My First Year
I just celebrated my one year anniversary in my current position, which is a great opportunity to look back on the last year of work. This role has been unlike any other that I have had in my career starting from the interview.
When I was interviewing with my boss and we were discussing what I did in my previous role, I discussed the architecture that we had built. It was a traditional Spring application that was a monolith. It was a very well designed layered architecture. We were doing a mix Trunk Based Development and feature branch development depending on how large and invasive the feature was using git as the repository. We had a great unit test suite and did weekly deployments. We tried to commit early to master and use feature toggles to role out new features and mitigate risk. They were still largely a waterfall model though, just a company that moved faster on waterfall than any I have ever worked with.

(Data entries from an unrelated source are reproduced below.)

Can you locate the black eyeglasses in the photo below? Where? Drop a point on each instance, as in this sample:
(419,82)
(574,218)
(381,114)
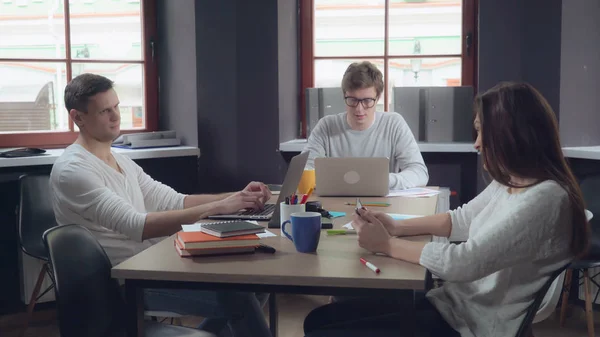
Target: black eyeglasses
(366,102)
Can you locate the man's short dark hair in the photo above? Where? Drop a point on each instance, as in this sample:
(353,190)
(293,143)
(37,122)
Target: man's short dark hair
(82,87)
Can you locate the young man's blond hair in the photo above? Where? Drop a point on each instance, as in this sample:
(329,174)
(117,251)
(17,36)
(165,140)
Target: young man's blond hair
(361,75)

In my interview I mentioned that what I was really interested in doing which was rolling out a micro service based architecture built around spring boot. It seemed to me at the time to be a great way to increase development velocity, and it allows experimenting with different patterns and techniques inside of a new project without necessarily committing to that in all of the code across the company. To my bosses credit he was also extremely excited about the concept and I was informed a few hours later that they wanted to move forward with an offer. This was the first time in my career that I went into an interview with a strong vision of what I wanted to do as opposed to just being interested in learning more about a company to see if it was the right fit for me. I think this is something that I would carry forward into the future as it has had great results for me.
I started in my new role and the first week was getting my development environment setup and learning the new process. We use agile which I had not yet done in my career, and we use the gitflow model. After 5 days on the job I was given my first real project. I was going to write the first micro service that they had done in Spring Boot the way I had outlined my interest in my interview. And we would have 2 sprints to complete it. I was given the opportunity to make all the design decisions and implement the service and the rest of the team implemented the code to integrate with my service from the main application.
I have noticed as you move up in your career you are handed more responsibility much sooner when you join a new company. When I joined people answers I had about a month of doing bug fixes on various parts of the software before I was thrown on a major 3 month project to roll out a huge game changing feature at the company (mobile support for pre screening questions in our application tracking system). This time around it was doing a whole new Authentication and Authorization service 5 days into the job and designing the initial architecture that we were going to use to roll these services out in the future. Nothing is as exciting as green field development especially when you get to call all the architectural shots. It was really an amazing project all around as it gave me a chance to prove myself right away that I could walk the talk so to speak, and it is exciting work. You are already energized joining a new role and getting to implement your vision of how to take things forward from nearly day one does even more to let you know that you have made the right move in your career.
As the year has gone on we rolled out 2 more services with a different engineer leading each one. We build and expand on our architecture with the requirements of each new service that we roll out. Another unique thing about this opportunity for me has been getting to look into the business model and begin to understand how the business works. I have been involved in startup type work for much of my career, but I have never gotten to see a working business model up close. That has been very refreshing. Our product people have an amazing understanding of the business and how we the engineers can build new features to drive more value to the business. If you ever want to feel rewarded implement some new feature in a system and have the business come back to you and tell you how much revenue it brought in during the previous quarter. Typically software engineers get very few opportunities to actually hear a dollars and cents version of the kind of value that you are creating, which is a shame as it is very empowering. Some day I may want to try a CTO type role as I love technology leadership and engineering. I don’t feel like you can move into that type of role until you can sort of bridge the technology side with the business side, so I am fortunate to work with such a talented business team that doesn’t mind answering my simple questions related to the business.
I guess in conclusion the biggest take away for me is if you are considering a different role, think about how you could bring value to the business if you are given that role and articulate during the interview the value that you can provide. It may just end up being the most interesting role of your career.